Determine $\langle\bigcup_{\alpha \in \mathbb{I}} B_{\alpha}\rangle$

Question

I am having problems with the next assigned homework:

Let $\{B_{\alpha} \}_{\alpha\in \mathbb{I}}$ a family of abelian subgroups. Determine $\langle\bigcup_{\alpha \in \mathbb{I}} B_{\alpha}\rangle$

I think I can proove that: $$ \left\langle\bigcup_{\alpha = 1}^{n} B_{\alpha}\right\rangle = \sum_{\alpha=1}^{n}(B_i)$$

where $ B_1+ B_2 + ... + B_n = \{c = \sum_{i=1}^{n}b_i:b_i \in B_i\}$

That is the case when $\mathbb{I} = \{1,2,...n\}$. But in general I do not know what is. I would try to $$\sum_{\alpha\in \mathbb{I}}B_i $$ but how we can determine c? in the case when $\mathbb{I} = \mathbb{N}$ for example. I supposed that for a group the sum is closed but only when is finite.
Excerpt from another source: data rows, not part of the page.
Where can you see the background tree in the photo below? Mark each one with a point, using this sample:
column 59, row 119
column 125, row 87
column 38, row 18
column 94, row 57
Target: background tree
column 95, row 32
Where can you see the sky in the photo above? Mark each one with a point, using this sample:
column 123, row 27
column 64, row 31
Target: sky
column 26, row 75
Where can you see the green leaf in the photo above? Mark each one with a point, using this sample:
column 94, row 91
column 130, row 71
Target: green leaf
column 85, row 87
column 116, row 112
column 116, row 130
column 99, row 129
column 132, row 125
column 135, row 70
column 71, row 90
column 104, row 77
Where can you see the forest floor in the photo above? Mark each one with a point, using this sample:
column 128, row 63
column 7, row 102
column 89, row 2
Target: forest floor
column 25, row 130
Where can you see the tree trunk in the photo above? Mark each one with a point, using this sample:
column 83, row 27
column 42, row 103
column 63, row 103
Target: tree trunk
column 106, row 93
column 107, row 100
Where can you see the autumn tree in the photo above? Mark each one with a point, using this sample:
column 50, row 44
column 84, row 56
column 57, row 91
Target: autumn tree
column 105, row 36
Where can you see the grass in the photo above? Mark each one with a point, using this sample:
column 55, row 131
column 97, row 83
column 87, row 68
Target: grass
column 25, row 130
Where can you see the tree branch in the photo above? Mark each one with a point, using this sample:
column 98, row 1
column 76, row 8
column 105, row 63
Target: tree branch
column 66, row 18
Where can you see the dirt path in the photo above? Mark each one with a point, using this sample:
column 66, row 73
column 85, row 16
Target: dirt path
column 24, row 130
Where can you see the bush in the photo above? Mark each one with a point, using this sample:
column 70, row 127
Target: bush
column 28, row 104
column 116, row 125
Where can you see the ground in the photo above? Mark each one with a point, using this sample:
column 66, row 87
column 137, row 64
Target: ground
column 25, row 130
So, any idea?

Answer 1

A generally useful strategy for proving two sets $S$ and $T$ are equal is to prove two implications: if $s\in S$ then $s\in T$, and if $t\in T$ then $t\in S$. This lets you work with specific objects $s$ and $t$, which (by virtue of the hypotheses) have certain forms that you can manipulate.

In this particular case, remember also that elements of spans and sums are, by definition, always finite sums of other elements, even if those other elements can potentially be drawn from infinitely many sets.